Ich nannte meine Arbeit das „Corona-Tuch“ und redete mir ein, je schneller ich das Tuch fertigbekäme, umso schneller wäre der ganze Mist vorbei. Es hing alles von mir, meinem Fleiß und Können ab. Das Können betreffend, wurde ich nach einigen Tagen skeptisch. Am Ende des Monats musste ich eingestehen:
Das Ding wird schief.
Und jetzt, alles auftrennen? Bisher hatte ich während des Strickens immer noch kreative Alternativen gefunden. Aus einem zu eng begonnenen Vorderteil wurde der Ärmel des Pullovers, aus einem zu breit geratenen Schal ein Kinderpulli. Diesmal gab es keine Lösung. Ich hatte versagt. So ein schiefgestricktes Etwas, das ein rechtwinkliges Dreieck werden sollte.
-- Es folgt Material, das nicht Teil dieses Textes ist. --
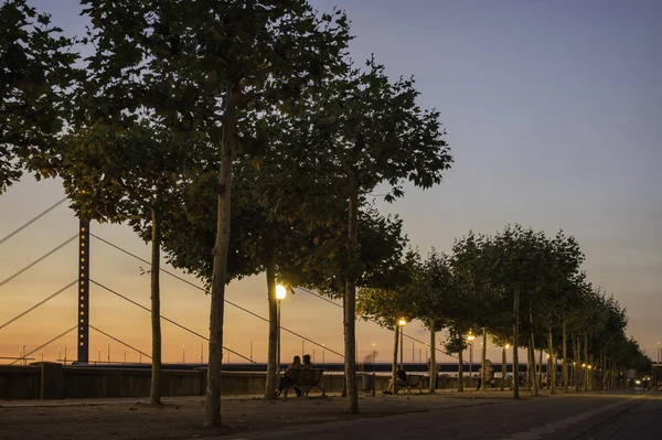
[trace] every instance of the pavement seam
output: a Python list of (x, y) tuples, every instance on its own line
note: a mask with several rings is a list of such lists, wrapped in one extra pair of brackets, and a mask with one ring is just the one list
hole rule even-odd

In mir nagte es: Und wenn ich, wenn mein vermasseltes Dreiecktuch nun schuld daran wäre, dass die Quarantäne andauerte? Kurzentschlossen trennte ich alles wieder auf. Das Ergebnis tagelanger Arbeit verschwand in wenigen Minuten unter meinen Händen. Doch diesmal tat es kaum weh.
Mein Gefühl für Zeit hatte sich geändert.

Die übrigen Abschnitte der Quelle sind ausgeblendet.